The album promotion process has changed a lot since your debut in 2003, driven by social media. Do you miss the mystique of the earlier era, or do you like the accessibility and transparency of today’s social media?
I really prefer old times. The music business is demanding artists do more and more things and all that takes away from real work like song writing. Or then it is away from mental health. Latest proof of that is Marko Hietala’s decision to step out from Nightwish. He came up with harsh words about today’s music business and its way to use artists and take most of the income. 360 artist deals, which means that business takes from everything the artist is doing. Recordings, live, and even merchandise.
You have some live shows scheduled for this summer. How confident are you that they will happen?
I really hope they will happen, but it doesn’t look so good. If Europe is closed I hope we have even a chance to play more here in Finland. Our situation is quite good, at least when compared to other countries here in Europe.
Do you think that streaming live shows that were popular during the pandemic will continue on some level going forward? They seem like a good way to reach places you’re not able to tour.
It is not the same thing and streaming can never replace the real thing. Real live shows in front of people who are living the same moment in the same place is something else but maybe it stays at some level in the future, too.
You have branched out to sell beard oil. How did that come about?
The idea came from Partawa and Mad Viking Finland, a charity club of bearded men to release beard oil, so we could collect some charity. 5€ from every bottle will be given to SYLVA to help fight cancer of children and youth. The oil is called Korven Kyynel (Tear of the Wilderness) like one of our songs. It has the scent of an evergreen tree and it’s straight from the “Eyes of the Forest.” The beard oil was made here in Finland and all of its ingredients are completely natural. Korven Kyynel treats the beard and the skin and helps children and youth who are sick with cancer. It is available through our webshop.

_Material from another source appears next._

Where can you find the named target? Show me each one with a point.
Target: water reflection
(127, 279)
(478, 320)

How has the response been to Korpiklaani vodka? Where is it available?
Just heard a few days ago that they are working on releasing it in the USA now, too. It is widely available in Finland & EU at the moment but more countries are coming little by little. We are working on spreading it as widely as possible.
What’s currently in your heavy musical rotation?
Avatarium’s An Evening With Avatarium live album has been in my rotation recently.
Anything else you’d like to mention or promote?
Thank you and I really would like to see all you readers at gigs normally soon again! Peace, Love, Folk and Metal!